Stambaugh Auditorium unveils completed staircase, facade renovation
The community celebrating Stambaugh completing restorations to the staircase and facade after the original structure stood for close to a century.
"It's the face of Stambaugh," said Matt Pagac, CEO of Stambaugh Auditorium to 21 News. "The front steps and what you see on 5th Ave. So, it means a lot to have this accomplished."
"Henry Stambaugh left a legacy years ago to create a space for the education, entertainment, enjoyment and pleasure of the community," said JoAnn Stock, Chief Development Officer of Stambaugh Auditorium. "It's up to us to make sure that mission is maintained."
Stock added all locally owned companies worked on the restorations.
"Now that Stambaugh is helping the symphony, helping the playhouse, we have a miniature Playhouse Square," said William Conti, Trustee Emeritus with Stambaugh Auditorium. "Now, people look at the entity of three and they will support it. It keeps the culture. It keeps the arts alive in Youngstown."
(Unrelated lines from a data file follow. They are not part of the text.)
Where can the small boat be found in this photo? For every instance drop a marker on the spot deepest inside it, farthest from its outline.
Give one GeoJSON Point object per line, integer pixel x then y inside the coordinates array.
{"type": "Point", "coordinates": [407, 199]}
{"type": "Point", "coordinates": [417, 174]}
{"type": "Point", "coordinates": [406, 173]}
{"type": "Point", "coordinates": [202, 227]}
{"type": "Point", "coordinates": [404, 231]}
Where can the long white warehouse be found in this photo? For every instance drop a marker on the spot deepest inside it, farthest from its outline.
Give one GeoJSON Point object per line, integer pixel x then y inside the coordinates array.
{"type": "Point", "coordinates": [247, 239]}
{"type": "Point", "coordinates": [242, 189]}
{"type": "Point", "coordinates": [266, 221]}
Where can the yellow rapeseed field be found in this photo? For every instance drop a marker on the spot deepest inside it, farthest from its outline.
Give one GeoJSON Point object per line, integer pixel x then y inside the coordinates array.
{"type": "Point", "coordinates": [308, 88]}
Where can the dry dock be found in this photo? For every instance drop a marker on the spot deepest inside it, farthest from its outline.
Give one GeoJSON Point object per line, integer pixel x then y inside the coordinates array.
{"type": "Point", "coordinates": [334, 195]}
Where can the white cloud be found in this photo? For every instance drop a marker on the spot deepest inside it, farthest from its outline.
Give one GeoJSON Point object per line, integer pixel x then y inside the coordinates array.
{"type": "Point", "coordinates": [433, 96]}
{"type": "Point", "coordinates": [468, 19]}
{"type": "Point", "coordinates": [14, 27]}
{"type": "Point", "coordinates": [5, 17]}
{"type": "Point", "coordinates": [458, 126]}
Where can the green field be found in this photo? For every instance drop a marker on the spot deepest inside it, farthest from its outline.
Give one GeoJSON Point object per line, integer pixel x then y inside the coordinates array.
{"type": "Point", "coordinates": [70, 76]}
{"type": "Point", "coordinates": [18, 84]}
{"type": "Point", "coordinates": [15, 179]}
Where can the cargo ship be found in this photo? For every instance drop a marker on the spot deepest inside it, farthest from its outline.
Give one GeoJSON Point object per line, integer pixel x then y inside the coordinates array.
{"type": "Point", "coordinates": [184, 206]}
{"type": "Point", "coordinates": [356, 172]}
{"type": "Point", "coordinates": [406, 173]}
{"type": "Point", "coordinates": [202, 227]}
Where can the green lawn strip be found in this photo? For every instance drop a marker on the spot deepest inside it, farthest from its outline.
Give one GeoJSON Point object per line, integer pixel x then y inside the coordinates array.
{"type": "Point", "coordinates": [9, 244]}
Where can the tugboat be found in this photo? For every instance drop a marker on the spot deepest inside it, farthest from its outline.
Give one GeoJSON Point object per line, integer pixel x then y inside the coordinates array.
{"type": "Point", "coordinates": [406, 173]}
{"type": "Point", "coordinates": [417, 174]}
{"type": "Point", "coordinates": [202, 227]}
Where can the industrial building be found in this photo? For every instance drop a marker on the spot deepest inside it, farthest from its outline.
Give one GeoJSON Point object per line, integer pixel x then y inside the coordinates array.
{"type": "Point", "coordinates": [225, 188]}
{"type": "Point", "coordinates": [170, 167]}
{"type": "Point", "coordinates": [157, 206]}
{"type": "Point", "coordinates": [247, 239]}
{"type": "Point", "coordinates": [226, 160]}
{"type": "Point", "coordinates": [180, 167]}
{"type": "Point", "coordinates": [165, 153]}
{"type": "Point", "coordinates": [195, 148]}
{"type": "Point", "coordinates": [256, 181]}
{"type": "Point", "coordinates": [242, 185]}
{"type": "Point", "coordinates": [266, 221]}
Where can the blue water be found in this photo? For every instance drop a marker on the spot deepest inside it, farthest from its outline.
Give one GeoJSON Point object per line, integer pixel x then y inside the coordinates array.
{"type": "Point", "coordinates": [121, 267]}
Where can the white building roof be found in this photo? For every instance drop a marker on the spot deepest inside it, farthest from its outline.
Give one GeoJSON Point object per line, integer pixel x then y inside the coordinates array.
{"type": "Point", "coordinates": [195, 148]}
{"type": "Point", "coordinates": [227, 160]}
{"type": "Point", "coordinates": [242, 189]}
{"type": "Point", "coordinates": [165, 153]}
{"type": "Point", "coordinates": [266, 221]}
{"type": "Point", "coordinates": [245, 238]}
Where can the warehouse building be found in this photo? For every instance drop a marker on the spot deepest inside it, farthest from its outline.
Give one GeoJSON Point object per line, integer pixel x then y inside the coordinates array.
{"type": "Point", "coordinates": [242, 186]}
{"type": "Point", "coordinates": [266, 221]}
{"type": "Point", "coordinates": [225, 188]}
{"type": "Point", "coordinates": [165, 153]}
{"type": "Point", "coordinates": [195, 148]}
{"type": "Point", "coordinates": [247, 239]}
Funding and the pandemic were added hurdles to get the project up and running and eventually completed. The cost of the project was $4.1 million dollars.
"As a non-profit performing arts center, the funding for capital projects like this needs to be raised," Stock explained. "So, we were fortunate the project came in $1 million dollars under our estimated cost. We also received more than $1.3 million dollars from the state capital budget appropriation."
Stock said they raised the rest of the funds through local donations and generous gifts.
"We needed to know that we had the majority of the funding before we could even break ground on the project," Stock said.
The public was invited to walk the grand staircase for the very first time Tuesday.
"It is great to see so many people here from all over the community," Pagac said. "Stambaugh Auditorium has recited this kind of support for nearly 100 years, and it's great to see that it's still there."
"A lot of wish lists, a lot of help and you see it when you look at it, it looks like the day it was built," Conti added.
Stock told 21 News these restorations really mirror the original architecture of Stambaugh Auditorium. Their staff wanted to keep it as original and historic as possible to keep the true history of the building.
"We are on the National Register of Historic Places," Stock explained. "So, any renovations that we do needs to be in keeping with the original."
"Youngstown's on it's way back," said John Yerian, former board member of Stambaugh Auditorium. "We're just a piece of the puzzle and we're so proud and happy to be that piece."
Plans are underway to add a few more upgrades inside and outside Stambaugh Auditorium.
Stock told 21 News with a century year old building, there's always a project to work on.